--state NEW for UDP?

I am trying to log all instances of --state NEW packets on our interface
to the Internet, and am occasionally getting some UDP packets that match
the logging criteria from DNS nameservers:

Resolved_Address Packets Bytes Protocol(s) Dest.Port
148.78.249.202.starband.com 1 190 UDP 45236
ns1.eburg.com 1 256 UDP 45241
ns1-mar.starband.com 1 124 UDP 45271

Is there any reason why a nameserver in /etc/resolv.conf would be sending
me unsolicited UDP packets?
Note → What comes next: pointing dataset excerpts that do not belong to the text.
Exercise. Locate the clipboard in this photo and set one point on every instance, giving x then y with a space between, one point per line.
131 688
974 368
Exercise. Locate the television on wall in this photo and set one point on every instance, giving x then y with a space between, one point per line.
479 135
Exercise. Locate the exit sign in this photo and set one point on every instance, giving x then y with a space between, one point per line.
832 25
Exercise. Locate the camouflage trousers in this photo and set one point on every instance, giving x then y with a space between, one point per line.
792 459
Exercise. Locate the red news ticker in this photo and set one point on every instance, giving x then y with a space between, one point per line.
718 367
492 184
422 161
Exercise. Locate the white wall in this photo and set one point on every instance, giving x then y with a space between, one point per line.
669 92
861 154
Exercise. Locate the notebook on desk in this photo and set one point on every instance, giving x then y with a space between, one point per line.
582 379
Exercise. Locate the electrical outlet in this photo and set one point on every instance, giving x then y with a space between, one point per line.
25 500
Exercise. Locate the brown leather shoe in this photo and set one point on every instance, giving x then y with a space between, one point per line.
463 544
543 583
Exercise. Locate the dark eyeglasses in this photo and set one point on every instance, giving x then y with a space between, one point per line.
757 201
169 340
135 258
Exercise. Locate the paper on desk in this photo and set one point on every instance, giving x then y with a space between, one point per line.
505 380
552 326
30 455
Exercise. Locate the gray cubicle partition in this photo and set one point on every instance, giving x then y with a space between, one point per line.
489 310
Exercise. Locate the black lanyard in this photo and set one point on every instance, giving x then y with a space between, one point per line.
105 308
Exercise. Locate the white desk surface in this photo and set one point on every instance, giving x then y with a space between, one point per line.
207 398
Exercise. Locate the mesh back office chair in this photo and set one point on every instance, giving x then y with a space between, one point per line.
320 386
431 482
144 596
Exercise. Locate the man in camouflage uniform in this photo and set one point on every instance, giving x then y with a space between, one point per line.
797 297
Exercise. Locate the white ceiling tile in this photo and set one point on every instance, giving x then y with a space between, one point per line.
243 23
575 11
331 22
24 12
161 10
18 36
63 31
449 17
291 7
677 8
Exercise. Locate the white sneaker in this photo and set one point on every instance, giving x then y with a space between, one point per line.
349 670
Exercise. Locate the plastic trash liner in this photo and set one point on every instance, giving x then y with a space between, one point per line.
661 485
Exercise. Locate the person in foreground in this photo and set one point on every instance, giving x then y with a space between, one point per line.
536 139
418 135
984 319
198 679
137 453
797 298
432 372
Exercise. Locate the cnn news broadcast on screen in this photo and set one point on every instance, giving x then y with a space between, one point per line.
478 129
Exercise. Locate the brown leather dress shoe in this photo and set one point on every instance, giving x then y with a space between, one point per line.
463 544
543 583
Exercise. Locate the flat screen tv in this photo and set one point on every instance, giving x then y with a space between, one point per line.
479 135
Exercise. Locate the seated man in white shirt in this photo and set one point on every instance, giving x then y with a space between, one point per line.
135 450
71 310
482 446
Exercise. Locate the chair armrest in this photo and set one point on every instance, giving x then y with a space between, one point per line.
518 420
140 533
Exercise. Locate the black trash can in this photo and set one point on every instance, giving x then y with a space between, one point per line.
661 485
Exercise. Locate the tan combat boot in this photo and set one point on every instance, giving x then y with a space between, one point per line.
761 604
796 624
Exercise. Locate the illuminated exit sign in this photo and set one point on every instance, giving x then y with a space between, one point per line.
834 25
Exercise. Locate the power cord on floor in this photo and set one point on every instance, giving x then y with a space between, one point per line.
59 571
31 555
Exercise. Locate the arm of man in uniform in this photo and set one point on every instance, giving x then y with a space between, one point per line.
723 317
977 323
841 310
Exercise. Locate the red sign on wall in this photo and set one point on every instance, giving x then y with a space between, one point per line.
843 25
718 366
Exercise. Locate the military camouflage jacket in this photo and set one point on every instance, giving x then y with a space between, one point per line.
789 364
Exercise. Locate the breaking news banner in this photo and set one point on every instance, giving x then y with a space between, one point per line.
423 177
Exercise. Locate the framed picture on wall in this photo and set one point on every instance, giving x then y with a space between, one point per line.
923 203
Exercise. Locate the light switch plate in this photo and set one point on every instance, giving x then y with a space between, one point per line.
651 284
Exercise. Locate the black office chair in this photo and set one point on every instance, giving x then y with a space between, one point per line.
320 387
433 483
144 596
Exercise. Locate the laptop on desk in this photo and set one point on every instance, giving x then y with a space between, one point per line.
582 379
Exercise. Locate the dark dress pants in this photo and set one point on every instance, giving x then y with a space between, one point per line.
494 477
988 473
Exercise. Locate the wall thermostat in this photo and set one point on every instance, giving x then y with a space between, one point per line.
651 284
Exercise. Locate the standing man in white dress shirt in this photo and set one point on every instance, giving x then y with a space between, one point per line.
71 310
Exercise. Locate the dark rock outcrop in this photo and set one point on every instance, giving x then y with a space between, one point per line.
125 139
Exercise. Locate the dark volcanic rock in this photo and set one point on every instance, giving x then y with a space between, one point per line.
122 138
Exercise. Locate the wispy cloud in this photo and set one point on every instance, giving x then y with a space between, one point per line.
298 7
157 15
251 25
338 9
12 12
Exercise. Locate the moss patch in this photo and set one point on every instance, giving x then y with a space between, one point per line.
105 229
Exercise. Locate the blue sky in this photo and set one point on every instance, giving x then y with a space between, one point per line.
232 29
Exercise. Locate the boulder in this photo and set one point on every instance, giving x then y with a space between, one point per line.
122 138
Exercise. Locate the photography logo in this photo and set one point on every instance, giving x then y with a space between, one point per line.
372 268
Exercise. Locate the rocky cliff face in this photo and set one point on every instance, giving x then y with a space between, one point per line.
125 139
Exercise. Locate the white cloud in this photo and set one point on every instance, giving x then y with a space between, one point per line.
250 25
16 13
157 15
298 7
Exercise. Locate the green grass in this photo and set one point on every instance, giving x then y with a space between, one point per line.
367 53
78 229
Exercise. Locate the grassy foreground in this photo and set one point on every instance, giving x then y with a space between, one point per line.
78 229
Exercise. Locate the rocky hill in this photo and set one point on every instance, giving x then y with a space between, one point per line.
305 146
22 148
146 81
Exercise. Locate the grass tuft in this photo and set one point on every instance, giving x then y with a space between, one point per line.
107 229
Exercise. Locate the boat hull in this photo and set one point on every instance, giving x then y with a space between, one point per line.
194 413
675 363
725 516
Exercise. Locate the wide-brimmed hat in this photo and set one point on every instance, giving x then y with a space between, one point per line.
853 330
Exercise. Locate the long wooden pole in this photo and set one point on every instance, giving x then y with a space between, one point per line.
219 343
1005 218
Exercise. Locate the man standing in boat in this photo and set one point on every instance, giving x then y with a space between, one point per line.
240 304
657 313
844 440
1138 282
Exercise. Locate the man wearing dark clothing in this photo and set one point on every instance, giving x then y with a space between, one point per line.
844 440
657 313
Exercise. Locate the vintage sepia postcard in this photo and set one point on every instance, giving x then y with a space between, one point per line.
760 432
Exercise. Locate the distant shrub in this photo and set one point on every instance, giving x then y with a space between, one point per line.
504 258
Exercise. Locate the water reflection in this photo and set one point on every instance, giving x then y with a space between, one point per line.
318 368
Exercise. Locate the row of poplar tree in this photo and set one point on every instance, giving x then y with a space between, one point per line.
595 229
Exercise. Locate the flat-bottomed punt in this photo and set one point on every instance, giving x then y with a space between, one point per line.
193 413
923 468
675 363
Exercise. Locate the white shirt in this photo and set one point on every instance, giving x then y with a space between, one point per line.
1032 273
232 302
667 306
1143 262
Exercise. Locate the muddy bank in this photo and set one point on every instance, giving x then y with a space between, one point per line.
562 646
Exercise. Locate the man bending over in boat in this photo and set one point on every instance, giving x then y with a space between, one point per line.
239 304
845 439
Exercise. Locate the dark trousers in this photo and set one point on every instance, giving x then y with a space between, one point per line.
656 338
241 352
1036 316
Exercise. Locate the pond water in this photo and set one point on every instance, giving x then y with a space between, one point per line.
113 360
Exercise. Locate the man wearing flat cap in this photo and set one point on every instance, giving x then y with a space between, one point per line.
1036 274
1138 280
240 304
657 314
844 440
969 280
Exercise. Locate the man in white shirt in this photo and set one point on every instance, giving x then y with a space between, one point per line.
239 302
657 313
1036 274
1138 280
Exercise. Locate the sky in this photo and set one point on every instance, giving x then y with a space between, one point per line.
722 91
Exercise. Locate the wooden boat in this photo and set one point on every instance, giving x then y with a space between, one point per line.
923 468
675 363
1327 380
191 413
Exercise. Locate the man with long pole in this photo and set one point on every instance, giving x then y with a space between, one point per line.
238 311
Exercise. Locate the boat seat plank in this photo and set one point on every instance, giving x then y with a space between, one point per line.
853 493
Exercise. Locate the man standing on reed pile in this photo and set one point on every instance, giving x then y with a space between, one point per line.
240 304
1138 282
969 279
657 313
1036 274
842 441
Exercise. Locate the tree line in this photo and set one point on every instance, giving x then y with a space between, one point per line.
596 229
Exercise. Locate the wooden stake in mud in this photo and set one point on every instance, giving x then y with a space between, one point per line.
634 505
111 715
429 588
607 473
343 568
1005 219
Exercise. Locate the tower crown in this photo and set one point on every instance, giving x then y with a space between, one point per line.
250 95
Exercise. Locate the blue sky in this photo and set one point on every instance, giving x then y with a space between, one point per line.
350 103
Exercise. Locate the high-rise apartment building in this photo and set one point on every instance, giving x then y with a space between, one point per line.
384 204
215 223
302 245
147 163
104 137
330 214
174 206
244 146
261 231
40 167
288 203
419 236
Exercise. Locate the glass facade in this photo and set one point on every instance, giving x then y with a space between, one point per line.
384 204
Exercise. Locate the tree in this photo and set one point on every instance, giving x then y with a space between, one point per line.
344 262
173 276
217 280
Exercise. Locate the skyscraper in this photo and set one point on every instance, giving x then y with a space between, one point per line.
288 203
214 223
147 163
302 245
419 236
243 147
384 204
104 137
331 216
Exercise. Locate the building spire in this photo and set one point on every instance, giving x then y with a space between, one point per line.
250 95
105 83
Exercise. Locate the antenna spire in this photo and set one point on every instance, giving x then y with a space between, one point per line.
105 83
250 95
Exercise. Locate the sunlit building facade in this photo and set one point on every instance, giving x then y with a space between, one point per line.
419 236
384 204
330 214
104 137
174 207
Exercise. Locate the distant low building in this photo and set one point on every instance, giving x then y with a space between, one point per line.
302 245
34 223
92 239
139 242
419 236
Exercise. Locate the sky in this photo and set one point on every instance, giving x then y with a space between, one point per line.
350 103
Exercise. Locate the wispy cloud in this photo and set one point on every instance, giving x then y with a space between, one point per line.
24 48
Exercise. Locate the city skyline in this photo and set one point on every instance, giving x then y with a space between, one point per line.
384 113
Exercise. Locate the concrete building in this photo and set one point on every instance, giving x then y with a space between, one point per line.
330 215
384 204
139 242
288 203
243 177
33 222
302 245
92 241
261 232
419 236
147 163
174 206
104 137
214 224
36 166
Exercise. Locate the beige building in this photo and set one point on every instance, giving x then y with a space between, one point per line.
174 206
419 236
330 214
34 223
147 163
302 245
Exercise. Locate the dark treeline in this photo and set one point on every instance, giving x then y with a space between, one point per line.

The iptables rule that causes the logging is:

-A INPUT -m state -i eth1 --state NEW -j LOG --log-level 7 \
--log-prefix UNSOLICITED:

and the logged entry for the first instance above is:

May 1 08:31:48 centos51 kernel: UNSOLICITED:IN=eth1 OUT=
MAC=00:03:6d:17:df:1a:00:a0:ad:09:1d:88:08:00 SRC=148.78.249.202
DST=148.78.x.y LEN=105 TOS=0x00 PREC=0x00 TTL=60 ID=0 DF PROTO=UDP SPT=53
DPT=45236 LEN=85

Am Thu, 01 May 2008 22:11:47 +0000 schrieb Greg Russell:

> I am trying to log all instances of --state NEW packets on our interface
> to the Internet, and am occasionally getting some UDP packets that match
> the logging criteria from DNS nameservers:

Have fun with that, so it's pretty easy to get your host load up.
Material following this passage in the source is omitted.